I derived the equation:

[tex]1+(y')^2-y y''-2y\left(1+(y')^2\right)^{3/2}=0[/tex]

Letting [itex]y'=p[/itex] and [itex]y''=p\frac{dp}{dy}[/itex], I obtain:

[tex]\frac{dp}{dy}=\frac{1+p^2-2y(1+p^2)^{3/2}}{yp}[/tex]

I believe it's tractable in p because Mathematica gives a relatively simple answer:

[tex]p=\begin{cases}\frac{i \sqrt{-y^2+y^4-4 y^2 C[1]+4 C[1]^2}}{y^2-2 C[1]}\\<br /> \\<br /> -\frac{i \sqrt{-y^2+y^4-4 y^2 C[1]+4 C[1]^2}}{y^2-2 C[1]}<br /> \end{cases}[/tex]

I don't see how to get to that answer and I was wondering if someone here could help me with this.

Thanks,
Jack
 
on Phys.org
What does 'C[1]' represent?
 
SteamKing said:
What does 'C[1]' represent?

I should have changed that to just c.
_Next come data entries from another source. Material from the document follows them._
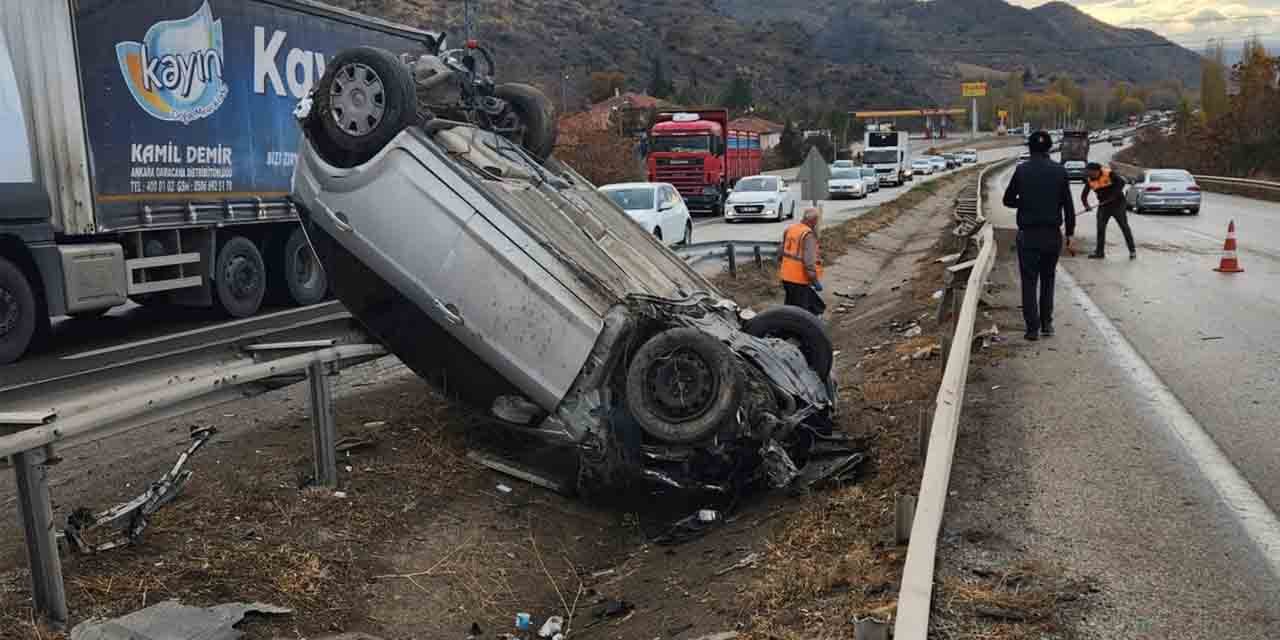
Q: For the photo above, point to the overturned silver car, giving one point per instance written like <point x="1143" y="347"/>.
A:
<point x="503" y="278"/>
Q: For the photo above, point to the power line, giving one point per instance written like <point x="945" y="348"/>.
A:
<point x="1198" y="21"/>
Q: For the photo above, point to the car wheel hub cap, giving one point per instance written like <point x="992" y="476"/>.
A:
<point x="681" y="385"/>
<point x="242" y="278"/>
<point x="357" y="100"/>
<point x="305" y="268"/>
<point x="9" y="310"/>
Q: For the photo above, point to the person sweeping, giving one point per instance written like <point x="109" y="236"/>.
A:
<point x="800" y="265"/>
<point x="1110" y="188"/>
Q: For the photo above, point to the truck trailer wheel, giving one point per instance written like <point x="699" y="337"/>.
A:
<point x="241" y="278"/>
<point x="538" y="127"/>
<point x="298" y="274"/>
<point x="18" y="311"/>
<point x="682" y="385"/>
<point x="362" y="101"/>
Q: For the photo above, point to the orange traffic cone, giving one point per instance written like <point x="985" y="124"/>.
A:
<point x="1229" y="264"/>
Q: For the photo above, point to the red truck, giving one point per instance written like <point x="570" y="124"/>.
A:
<point x="695" y="151"/>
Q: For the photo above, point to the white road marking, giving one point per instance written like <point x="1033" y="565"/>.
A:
<point x="193" y="332"/>
<point x="1249" y="510"/>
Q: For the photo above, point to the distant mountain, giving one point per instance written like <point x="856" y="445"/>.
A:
<point x="803" y="54"/>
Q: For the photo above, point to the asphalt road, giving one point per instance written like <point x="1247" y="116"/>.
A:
<point x="835" y="211"/>
<point x="1196" y="352"/>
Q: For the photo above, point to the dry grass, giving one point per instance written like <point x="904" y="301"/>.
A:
<point x="1018" y="602"/>
<point x="243" y="531"/>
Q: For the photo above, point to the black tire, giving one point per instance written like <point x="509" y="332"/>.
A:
<point x="799" y="327"/>
<point x="536" y="114"/>
<point x="94" y="314"/>
<point x="240" y="278"/>
<point x="703" y="368"/>
<point x="297" y="274"/>
<point x="350" y="124"/>
<point x="18" y="312"/>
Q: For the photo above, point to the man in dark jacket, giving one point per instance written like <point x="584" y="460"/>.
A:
<point x="1110" y="188"/>
<point x="1041" y="193"/>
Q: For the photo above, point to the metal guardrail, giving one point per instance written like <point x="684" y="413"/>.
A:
<point x="730" y="252"/>
<point x="92" y="406"/>
<point x="917" y="589"/>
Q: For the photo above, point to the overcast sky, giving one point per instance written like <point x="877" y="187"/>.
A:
<point x="1188" y="22"/>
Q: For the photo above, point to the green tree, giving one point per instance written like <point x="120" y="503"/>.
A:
<point x="790" y="145"/>
<point x="604" y="85"/>
<point x="824" y="146"/>
<point x="737" y="96"/>
<point x="659" y="85"/>
<point x="1214" y="100"/>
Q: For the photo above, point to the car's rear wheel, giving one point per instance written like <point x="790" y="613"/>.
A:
<point x="800" y="328"/>
<point x="362" y="101"/>
<point x="536" y="127"/>
<point x="682" y="384"/>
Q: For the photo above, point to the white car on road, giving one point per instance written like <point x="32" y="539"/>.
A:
<point x="657" y="206"/>
<point x="846" y="183"/>
<point x="922" y="167"/>
<point x="760" y="197"/>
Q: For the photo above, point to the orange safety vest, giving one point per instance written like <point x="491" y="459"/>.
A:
<point x="1104" y="179"/>
<point x="791" y="263"/>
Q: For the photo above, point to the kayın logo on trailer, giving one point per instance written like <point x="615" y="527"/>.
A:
<point x="176" y="73"/>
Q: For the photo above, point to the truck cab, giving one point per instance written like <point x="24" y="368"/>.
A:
<point x="700" y="155"/>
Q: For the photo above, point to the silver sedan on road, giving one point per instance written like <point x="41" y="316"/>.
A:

It's a constant:

[tex]p=\begin{cases}\frac{i \sqrt{-y^2+y^4-4 y^2 c+4 c^2}}{y^2-2 c}\\<br /> \\<br /> -\frac{i \sqrt{-y^2+y^4-4 y^2 c+4 c^2}}{y^2-2 c}<br /> \end{cases}[/tex]
 
Try the substitution

$$ w = \frac{\sqrt{1+p^2}}{y}.$$

You should find that

$$ \frac{dw}{dy} = -2y w^2,$$

which is separable.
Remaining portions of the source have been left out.